Ю. Ф. высказал предположение, что в случае ареста ему, вероятно, дадут слабое наказание, а Гинзбурга, Руденко и Тихого постараются выставить уголовниками и дать максимальные сроки.
Не более чем через 5 минут после того, как Ю. Ф. заговорил вслух, в квартире отключили телефон (хорошая иллюстрация на тему, прослушиваются ли наши дома). Еще через 15 минут, когда корреспонденты собрались уходить, а вместе с ними и Ю. Ф., я вышла вперед — проверить, свободен ли путь. У подъезда стояла кагебистская машина, в подъезде целовалась какая-то парочка. Толя Щаранский узнал «кавалера», тот не раз ходил за ним следом. Ю. Ф. решил остаться у нас на ночь. Поставили ему раскладушку, но почти не ложились. Мы шептались в темной кухне. Он вспоминал то одно, то другое дело, которое надо довести до конца. Я не записывала, старалась запомнить. В пятом часу ночи я разбудила сына и попросила обежать вокруг дома: вдруг на ночь осаду сняли. Был сильный мороз, он основательно оделся: сапоги, полушубок. Но не пришлось даже спускаться на лифте. Только открыл дверь из квартиры — прямо под дверью стоял какой-то тип, и на лестнице сидели двое.
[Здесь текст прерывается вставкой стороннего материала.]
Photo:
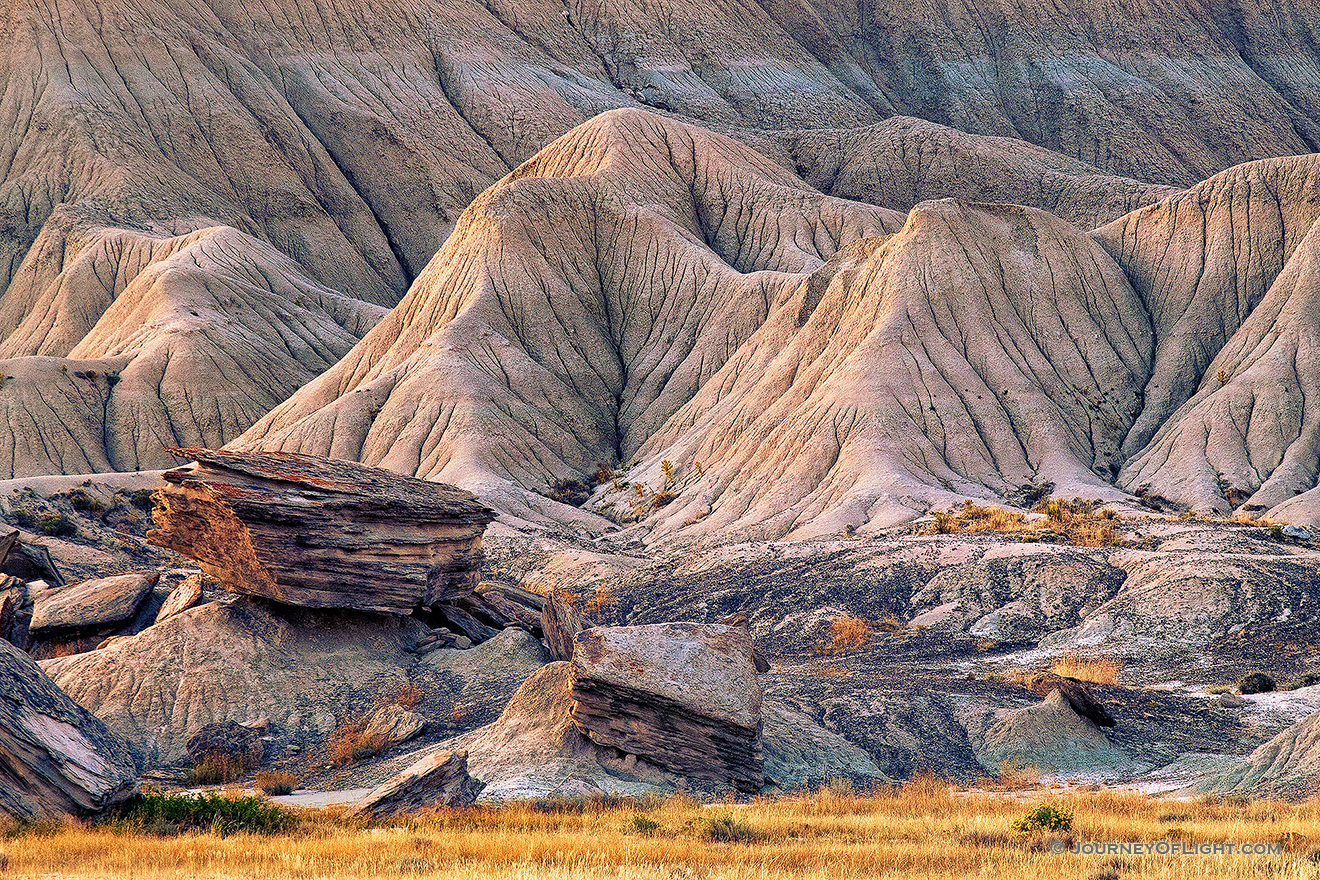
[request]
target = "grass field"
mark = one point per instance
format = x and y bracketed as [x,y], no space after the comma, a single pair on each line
[924,829]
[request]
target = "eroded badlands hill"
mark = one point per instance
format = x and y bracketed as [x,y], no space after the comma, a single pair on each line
[805,364]
[206,207]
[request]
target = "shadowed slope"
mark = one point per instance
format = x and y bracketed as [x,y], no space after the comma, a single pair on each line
[577,306]
[194,339]
[903,161]
[1201,261]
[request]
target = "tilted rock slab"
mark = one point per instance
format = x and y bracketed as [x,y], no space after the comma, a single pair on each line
[1054,738]
[683,695]
[56,757]
[561,623]
[91,604]
[321,533]
[305,669]
[437,780]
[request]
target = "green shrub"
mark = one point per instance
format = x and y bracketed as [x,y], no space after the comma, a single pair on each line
[1255,682]
[1304,680]
[726,829]
[1043,818]
[218,767]
[168,814]
[56,525]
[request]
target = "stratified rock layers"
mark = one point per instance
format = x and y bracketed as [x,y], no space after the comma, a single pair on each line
[321,533]
[683,695]
[56,757]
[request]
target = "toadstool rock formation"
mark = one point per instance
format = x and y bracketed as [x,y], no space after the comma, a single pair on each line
[321,533]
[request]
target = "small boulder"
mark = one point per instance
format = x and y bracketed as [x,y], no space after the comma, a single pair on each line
[94,604]
[440,779]
[683,695]
[56,757]
[392,724]
[741,619]
[561,623]
[181,598]
[1052,738]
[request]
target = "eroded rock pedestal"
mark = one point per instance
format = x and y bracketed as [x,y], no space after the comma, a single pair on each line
[683,694]
[321,533]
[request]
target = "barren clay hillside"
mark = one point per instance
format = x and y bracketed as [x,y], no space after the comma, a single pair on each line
[770,362]
[747,239]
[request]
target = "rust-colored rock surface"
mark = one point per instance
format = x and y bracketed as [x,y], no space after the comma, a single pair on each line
[437,780]
[321,533]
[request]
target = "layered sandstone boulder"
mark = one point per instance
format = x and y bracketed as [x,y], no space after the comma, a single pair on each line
[91,604]
[684,695]
[440,779]
[321,533]
[56,757]
[561,622]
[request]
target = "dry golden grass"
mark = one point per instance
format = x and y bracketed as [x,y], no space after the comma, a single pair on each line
[924,829]
[846,635]
[1077,523]
[351,743]
[407,695]
[1100,670]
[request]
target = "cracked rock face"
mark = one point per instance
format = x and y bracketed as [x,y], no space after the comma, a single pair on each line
[304,669]
[321,533]
[169,277]
[56,757]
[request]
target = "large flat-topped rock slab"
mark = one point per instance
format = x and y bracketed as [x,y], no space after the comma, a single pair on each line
[321,533]
[99,602]
[684,695]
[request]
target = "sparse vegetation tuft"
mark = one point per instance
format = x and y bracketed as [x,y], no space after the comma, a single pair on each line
[922,829]
[726,829]
[166,814]
[1043,818]
[1077,523]
[644,825]
[1098,670]
[351,743]
[57,525]
[1304,680]
[846,635]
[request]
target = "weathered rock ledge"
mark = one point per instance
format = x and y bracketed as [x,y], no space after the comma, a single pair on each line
[684,695]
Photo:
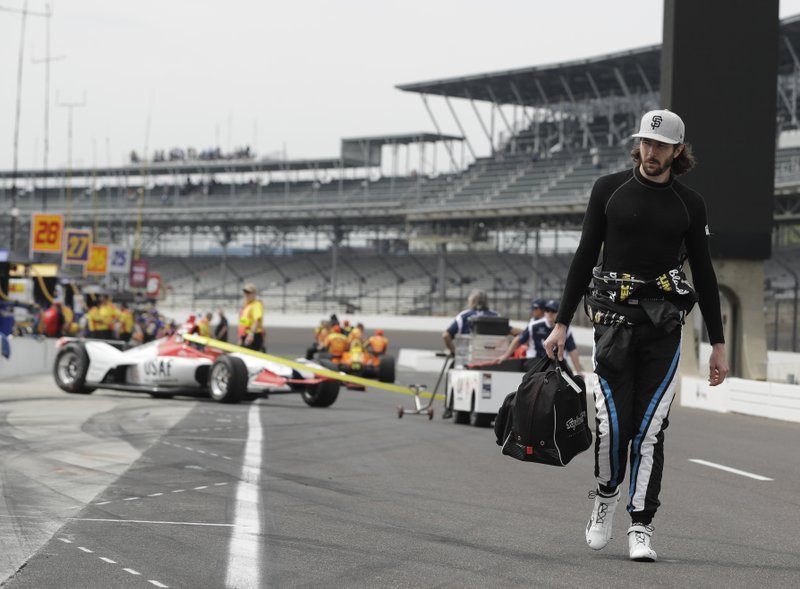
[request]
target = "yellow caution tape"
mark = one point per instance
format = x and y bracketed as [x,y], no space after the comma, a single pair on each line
[367,382]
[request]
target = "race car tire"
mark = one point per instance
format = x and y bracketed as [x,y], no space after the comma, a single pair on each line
[70,368]
[386,369]
[162,395]
[227,380]
[322,394]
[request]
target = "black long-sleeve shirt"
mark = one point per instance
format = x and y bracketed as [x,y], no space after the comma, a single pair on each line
[641,226]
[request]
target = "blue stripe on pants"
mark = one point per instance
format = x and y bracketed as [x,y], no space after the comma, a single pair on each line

Утром я вышла звонить по автомату (телефон по-прежнему бездействовал). На лестнице — и вверху, и внизу — сидели ражие молодцы, такие же толпились в подъезде. Около дома, на расчищенной от снега площадке, сгрудилось несколько машин. Я предупредила Иру, что Ю. Ф. у меня, чтобы она и В. Турчин приехали посоветоваться. Я была за то, чтобы Ю. Ф. не выходил, остался жить у нас. Он сказал, что, пожалуй, так и сделает, и стал соображать, чем заняться в ближайшие дни. Среди намеченных дел была уборка снега с балкона.